As pinturas são canções que são vídeos

Obras de António Olaio na Culturgest de Lisboa, numa exposição onde em que a dimensão plástica não é "inimiga" da reflexão conceptual.

É logo na primeira sala que a ideia de performatividade se revela em "Brrrrain", exposição consagrada a António Olaio (1963, Sá da Bandeira, Angola) na Culturgest, com curadoria de Miguel Wandschneider. Dispostos lado a lado, três ecrãs mostram, cada um, imagens de performances: no Centre Georges Pompidou, em Paris, em 1984; na Galeria dos Milagres, em Coimbra, dois anos depois; e, finalmente, num contexto um pouco mais ambíguo, um concerto, nos anos 90, dos Repórter Estrábico, grupo que o próprio António Olaio integrou enquanto cantor e letrista até 1993. Em todos, a mesma dança, quase imóvel, risível, que não sai do sítio; uma imagem fixa, uma performance. (sobre outras relações entre as performances artística e musical vale a pena ler "A Brief History of The Audience", de Robert Nickas, publicado em "Prières Américaines", Editions Les Presses du Réel, França, 2002).

É a partir dessa presença que "Braain" parte para propor o seu fim: relacionar, no mesmo espaço, as pinturas e os vídeos de António Olaio, sublinhando genealogias, circulações, projecções.
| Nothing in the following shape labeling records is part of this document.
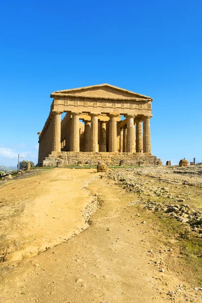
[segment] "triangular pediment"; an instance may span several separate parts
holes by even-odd
[[[85,86],[64,90],[57,90],[53,92],[51,97],[63,96],[72,96],[76,97],[94,97],[116,99],[131,99],[133,98],[141,99],[150,99],[148,97],[137,92],[130,91],[124,88],[117,87],[107,83],[98,84],[91,86]]]

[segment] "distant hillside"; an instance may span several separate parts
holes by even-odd
[[[0,165],[0,171],[3,172],[11,171],[12,170],[16,170],[17,169],[17,166],[1,166]]]

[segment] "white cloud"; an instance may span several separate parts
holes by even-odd
[[[34,163],[37,162],[38,153],[35,149],[17,153],[15,149],[7,148],[0,147],[0,164],[6,166],[15,165],[18,161],[18,154],[23,157],[21,161],[29,160]]]

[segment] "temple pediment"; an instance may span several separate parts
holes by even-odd
[[[107,83],[91,86],[85,86],[71,89],[58,90],[50,94],[51,97],[72,96],[89,98],[116,98],[130,99],[132,98],[150,99],[150,97],[137,92],[130,91]]]

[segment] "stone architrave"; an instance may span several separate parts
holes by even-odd
[[[90,121],[84,120],[84,152],[90,152]]]
[[[151,154],[151,142],[149,119],[150,117],[144,117],[143,123],[143,153]]]
[[[90,114],[90,151],[98,152],[98,114]]]
[[[70,140],[70,152],[79,152],[79,115],[71,113],[72,116]]]
[[[142,153],[143,152],[143,136],[142,136],[142,120],[137,118],[136,122],[136,152]]]
[[[127,116],[126,152],[134,153],[135,146],[135,132],[134,116]]]
[[[106,152],[106,121],[100,121],[99,124],[99,152],[105,153]]]
[[[52,151],[61,151],[61,119],[60,112],[53,112]]]
[[[114,153],[117,152],[117,115],[110,115],[110,129],[109,134],[109,152]]]

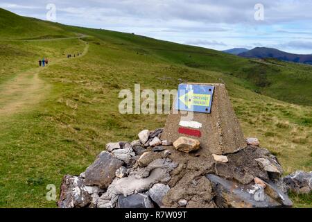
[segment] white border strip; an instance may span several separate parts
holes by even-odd
[[[193,128],[196,129],[199,129],[202,128],[202,123],[199,122],[196,122],[196,121],[183,121],[181,120],[179,123],[179,125],[183,127],[189,127]]]

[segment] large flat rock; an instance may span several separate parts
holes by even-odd
[[[116,158],[107,151],[103,151],[94,162],[85,171],[85,184],[96,185],[101,189],[108,187],[116,175],[116,171],[123,164],[123,162]]]

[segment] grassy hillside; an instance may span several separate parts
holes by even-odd
[[[10,15],[25,19],[23,25],[33,22]],[[135,83],[156,89],[175,89],[182,81],[224,83],[245,137],[259,138],[285,173],[312,170],[311,106],[287,102],[311,104],[310,67],[249,60],[132,34],[47,25],[64,36],[88,37],[43,41],[47,33],[59,34],[37,31],[32,36],[25,31],[24,38],[32,41],[8,41],[8,33],[1,33],[0,207],[55,207],[46,199],[48,184],[58,191],[64,174],[83,171],[107,142],[131,141],[141,129],[164,126],[166,115],[119,114],[118,94],[133,89]],[[66,58],[84,51],[84,56]],[[37,67],[42,56],[50,60],[44,69]],[[312,207],[306,196],[293,200],[296,206]]]
[[[17,40],[73,36],[51,22],[18,16],[0,8],[0,37]]]

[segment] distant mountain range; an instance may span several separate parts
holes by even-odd
[[[251,50],[234,48],[223,51],[223,52],[244,58],[275,58],[282,61],[312,65],[312,55],[293,54],[272,48],[256,47]]]
[[[249,49],[245,49],[245,48],[234,48],[234,49],[227,49],[227,50],[225,50],[223,51],[225,53],[230,53],[230,54],[233,54],[233,55],[239,55],[240,53],[245,53],[246,51],[248,51]]]

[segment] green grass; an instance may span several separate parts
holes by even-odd
[[[15,21],[17,28],[3,24],[3,17]],[[36,28],[33,33],[31,28],[21,27],[37,27],[37,23],[53,28]],[[164,114],[119,114],[119,91],[133,90],[135,83],[141,89],[170,89],[181,80],[224,83],[245,137],[258,137],[262,146],[277,156],[285,173],[312,170],[310,67],[249,60],[2,10],[0,27],[4,30],[0,35],[0,92],[14,77],[37,67],[42,56],[51,61],[48,69],[39,72],[51,86],[44,99],[22,112],[0,115],[0,207],[54,207],[55,203],[45,198],[47,185],[55,185],[59,191],[62,176],[83,171],[106,143],[131,141],[140,130],[164,126]],[[20,30],[19,39],[40,40],[6,40],[17,37]],[[85,56],[74,60],[66,55],[83,50],[85,44],[79,40],[40,40],[77,33],[89,35],[83,40],[89,48]],[[305,196],[292,198],[295,207],[312,207]]]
Como um diálogo reflexivo entre corpo e palavras, telas e canções, pinturas e vídeos (que são também, frequentemente, videoclips, mas já lá vamos).
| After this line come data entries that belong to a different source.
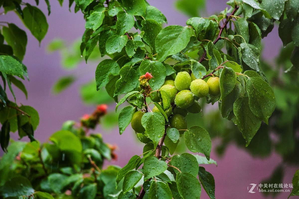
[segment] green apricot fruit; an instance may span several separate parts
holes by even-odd
[[[176,114],[179,114],[184,117],[186,117],[188,114],[188,111],[186,109],[181,109],[179,107],[176,107],[173,111],[173,115]]]
[[[190,89],[194,95],[199,98],[206,96],[209,93],[209,85],[201,79],[197,79],[192,81]]]
[[[174,80],[174,85],[180,91],[189,89],[191,84],[191,77],[186,71],[179,72]]]
[[[194,76],[194,74],[193,74],[193,72],[190,75],[190,76],[191,77],[191,80],[192,81],[194,81],[196,79],[197,79]]]
[[[171,84],[166,84],[162,86],[159,90],[166,92],[169,97],[170,103],[173,103],[174,102],[174,98],[176,97],[176,95],[178,93],[178,91],[176,87]]]
[[[160,110],[159,109],[158,107],[155,106],[155,107],[152,109],[153,112],[160,112]],[[169,108],[166,109],[164,111],[164,112],[166,113],[167,117],[168,117],[170,116],[172,113],[172,107],[170,107]]]
[[[202,111],[202,106],[198,101],[195,100],[191,106],[187,108],[187,110],[191,113],[198,113]]]
[[[131,120],[131,126],[136,132],[143,133],[145,131],[145,129],[141,124],[141,118],[144,114],[141,111],[138,111],[135,112],[133,115]]]
[[[218,77],[210,78],[208,80],[207,83],[209,85],[209,93],[210,95],[216,96],[220,94],[219,78]]]
[[[184,129],[187,129],[188,127],[186,118],[183,115],[179,114],[176,114],[173,115],[170,118],[170,124],[171,128],[174,128],[178,130],[184,129],[179,131],[180,134],[184,133],[185,131]]]
[[[172,79],[167,79],[167,80],[165,80],[165,81],[164,82],[164,84],[163,84],[163,85],[162,85],[162,86],[164,86],[166,84],[170,84],[174,86],[174,80],[173,80]]]
[[[150,98],[152,101],[155,102],[160,102],[160,97],[159,96],[159,93],[158,92],[153,92],[150,94]]]
[[[189,90],[183,90],[176,94],[174,102],[177,106],[186,109],[194,103],[195,98],[192,92]]]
Atente-se na série de 11 pinturas realizadas entre 1993-1994. Visualmente atraentes, "curtas", coloridas, por vezes grotescas, com títulos que parecem servir de legendas ("Potato Farm", "Rosebud" ou "What do You Want for Xmas?"), exibem um estilo figurativo que evoca não só a própria pintura mas também o repertório visual da cultura de massas. Numa sala contígua, o artista empresta depois os mesmos títulos a uma série de vídeos, datados de 1994, em que canta sobre melodias preexistentes ("readymades"). As letras são suas e usa a voz não para falar, mas para cantar. Torna-se cantor (performer), sem deixar de ser artista.
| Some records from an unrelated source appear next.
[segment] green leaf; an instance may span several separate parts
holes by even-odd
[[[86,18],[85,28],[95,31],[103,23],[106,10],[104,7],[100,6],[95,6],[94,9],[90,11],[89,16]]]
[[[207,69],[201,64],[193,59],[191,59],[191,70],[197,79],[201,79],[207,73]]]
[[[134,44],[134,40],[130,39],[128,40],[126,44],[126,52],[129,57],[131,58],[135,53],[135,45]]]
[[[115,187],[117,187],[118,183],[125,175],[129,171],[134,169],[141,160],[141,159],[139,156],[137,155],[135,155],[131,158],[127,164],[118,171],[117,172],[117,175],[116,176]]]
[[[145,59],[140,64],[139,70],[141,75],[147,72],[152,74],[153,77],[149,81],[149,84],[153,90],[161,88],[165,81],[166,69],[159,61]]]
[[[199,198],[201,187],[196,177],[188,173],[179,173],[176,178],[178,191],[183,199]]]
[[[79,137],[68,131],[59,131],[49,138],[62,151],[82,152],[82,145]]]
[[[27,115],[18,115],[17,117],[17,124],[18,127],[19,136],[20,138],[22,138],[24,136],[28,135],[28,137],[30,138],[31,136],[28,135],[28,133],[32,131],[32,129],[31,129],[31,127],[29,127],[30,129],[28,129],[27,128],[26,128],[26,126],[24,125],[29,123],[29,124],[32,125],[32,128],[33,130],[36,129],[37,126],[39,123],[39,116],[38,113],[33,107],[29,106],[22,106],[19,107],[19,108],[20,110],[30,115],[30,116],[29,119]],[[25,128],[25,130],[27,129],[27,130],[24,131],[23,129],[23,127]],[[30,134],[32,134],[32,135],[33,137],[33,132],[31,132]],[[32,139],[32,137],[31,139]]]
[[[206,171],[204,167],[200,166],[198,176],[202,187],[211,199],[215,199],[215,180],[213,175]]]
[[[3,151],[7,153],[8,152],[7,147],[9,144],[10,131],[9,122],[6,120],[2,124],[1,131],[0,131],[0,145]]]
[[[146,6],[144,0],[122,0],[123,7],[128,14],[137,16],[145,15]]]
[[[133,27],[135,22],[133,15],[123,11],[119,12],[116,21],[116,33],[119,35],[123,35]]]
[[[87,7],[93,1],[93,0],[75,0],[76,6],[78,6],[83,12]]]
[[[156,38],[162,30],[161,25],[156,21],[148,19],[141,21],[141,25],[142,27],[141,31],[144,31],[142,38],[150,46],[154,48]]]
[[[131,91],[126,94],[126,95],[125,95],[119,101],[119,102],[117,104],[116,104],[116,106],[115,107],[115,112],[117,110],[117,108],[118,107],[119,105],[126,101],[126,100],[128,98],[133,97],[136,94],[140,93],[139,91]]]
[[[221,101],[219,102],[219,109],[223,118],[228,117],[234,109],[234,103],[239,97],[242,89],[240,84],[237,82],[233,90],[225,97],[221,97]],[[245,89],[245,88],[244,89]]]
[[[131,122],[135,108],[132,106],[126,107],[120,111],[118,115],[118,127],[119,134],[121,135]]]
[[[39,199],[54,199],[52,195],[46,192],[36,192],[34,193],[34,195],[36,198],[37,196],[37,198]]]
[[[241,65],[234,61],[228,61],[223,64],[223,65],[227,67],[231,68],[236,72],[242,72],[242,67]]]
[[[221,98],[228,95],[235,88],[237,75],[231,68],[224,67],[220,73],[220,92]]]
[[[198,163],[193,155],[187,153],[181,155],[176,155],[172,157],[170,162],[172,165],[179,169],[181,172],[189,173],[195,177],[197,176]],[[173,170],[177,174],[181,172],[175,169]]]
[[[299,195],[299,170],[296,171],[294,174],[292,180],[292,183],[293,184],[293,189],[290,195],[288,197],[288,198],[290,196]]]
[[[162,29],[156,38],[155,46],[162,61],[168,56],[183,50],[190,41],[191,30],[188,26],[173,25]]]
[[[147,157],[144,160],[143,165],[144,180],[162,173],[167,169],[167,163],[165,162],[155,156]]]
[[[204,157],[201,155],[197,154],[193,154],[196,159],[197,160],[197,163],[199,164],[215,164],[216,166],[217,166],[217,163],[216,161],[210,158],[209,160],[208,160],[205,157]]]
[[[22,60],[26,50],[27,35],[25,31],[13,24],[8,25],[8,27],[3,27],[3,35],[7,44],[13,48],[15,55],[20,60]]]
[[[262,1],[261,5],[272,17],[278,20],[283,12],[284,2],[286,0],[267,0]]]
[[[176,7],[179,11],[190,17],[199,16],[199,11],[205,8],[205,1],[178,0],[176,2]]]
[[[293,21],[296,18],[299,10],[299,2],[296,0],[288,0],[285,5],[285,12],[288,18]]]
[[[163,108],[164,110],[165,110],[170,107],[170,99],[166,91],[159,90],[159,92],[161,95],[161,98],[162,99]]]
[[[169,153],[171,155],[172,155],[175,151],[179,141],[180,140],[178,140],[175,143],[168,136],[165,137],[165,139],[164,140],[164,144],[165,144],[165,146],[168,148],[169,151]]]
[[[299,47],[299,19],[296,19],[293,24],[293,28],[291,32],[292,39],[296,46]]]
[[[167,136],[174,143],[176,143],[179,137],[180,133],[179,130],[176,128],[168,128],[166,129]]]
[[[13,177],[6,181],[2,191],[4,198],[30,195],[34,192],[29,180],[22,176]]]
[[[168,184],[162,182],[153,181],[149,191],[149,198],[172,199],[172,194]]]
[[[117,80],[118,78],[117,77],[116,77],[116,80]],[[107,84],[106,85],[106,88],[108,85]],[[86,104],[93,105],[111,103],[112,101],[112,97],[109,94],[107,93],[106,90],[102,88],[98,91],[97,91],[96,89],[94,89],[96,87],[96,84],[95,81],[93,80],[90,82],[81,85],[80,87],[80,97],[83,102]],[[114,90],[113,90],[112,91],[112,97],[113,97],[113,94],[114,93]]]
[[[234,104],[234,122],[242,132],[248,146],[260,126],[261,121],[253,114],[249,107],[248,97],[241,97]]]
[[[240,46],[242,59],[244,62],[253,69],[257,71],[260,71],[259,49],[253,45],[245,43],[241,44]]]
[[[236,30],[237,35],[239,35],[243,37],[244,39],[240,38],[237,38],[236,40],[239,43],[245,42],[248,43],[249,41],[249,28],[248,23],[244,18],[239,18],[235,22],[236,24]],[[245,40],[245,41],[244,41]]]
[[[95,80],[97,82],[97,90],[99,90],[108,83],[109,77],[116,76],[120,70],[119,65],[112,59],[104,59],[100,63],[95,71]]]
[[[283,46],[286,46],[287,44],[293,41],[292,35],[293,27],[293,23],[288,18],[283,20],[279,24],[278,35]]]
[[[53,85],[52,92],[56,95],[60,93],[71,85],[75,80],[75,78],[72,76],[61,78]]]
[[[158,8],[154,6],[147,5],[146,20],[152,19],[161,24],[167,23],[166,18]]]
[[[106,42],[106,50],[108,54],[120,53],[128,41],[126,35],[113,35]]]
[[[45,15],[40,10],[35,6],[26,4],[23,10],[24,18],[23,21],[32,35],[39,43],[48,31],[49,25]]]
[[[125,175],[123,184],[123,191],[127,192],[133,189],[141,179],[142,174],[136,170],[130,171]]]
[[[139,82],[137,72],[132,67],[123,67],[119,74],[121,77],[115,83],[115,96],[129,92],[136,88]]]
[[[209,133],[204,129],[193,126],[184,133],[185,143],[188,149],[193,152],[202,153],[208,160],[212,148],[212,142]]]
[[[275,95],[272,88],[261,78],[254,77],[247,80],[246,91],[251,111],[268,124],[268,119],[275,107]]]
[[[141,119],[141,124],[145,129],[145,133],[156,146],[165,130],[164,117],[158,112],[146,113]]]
A montagem irrepreensível de "Brrrrain" facilita a leitura destes "movimentos". As paredes onde se penduram as pinturas confrontam as salas escuras dos vídeos (veja-se, por exemplo, a série de 11 quadros "Bambi Is In Jail", realizada entre 1996 e 1997, e o vídeo homónimo de 1997) enquanto os ecos das canções se escutam nos corredores. O ridículo, a caricatura e o humor estão quase sempre presentes na obra do artista, em particular nos motivos das performances musicais, mas também na pintura ("Auto-retrato", 2007) - o que não impede, pelo contrário, o surgimento de uma ironia conciliadora em "What Happened to Henri Matisse?", onde Duchamp pergunta pelo autor de "La Femme au Chapeau", porventura saudoso da sensualidade das cores (cores que, diga-se, Olaio "leva", para nosso prazer, aos seus quadros), ou de uma interrogação meditada dirigida ao conceito de saber fazer em "I Think Differently Now That I Can Paint (#1)", de 2003.

É no contexto desta atitude que deve ser entendida a citação que o artista faz do videoclip, já com a colaboração de João Taborda, a partir de 1995. Com efeito, os vídeos produzidos a partir desse ano incluem com frequência um músico (o próprio João Taborda) e aproximam-se daquele formato audiovisual (é mais evidente a omnipresença da canção); ao mesmo tempo, porém, assumem a qualidade decorativa da pintura e são - na sua dimensão escrita, enquanto "letras" - como que "alternativas" imaginárias às teorias da arte ("Pictures Are Not Movies", 2005). Ou, se quiserem, apenas canções que podem sem trauteadas, como se estivéssemos a ouvir/ver performances no nosso cérebro.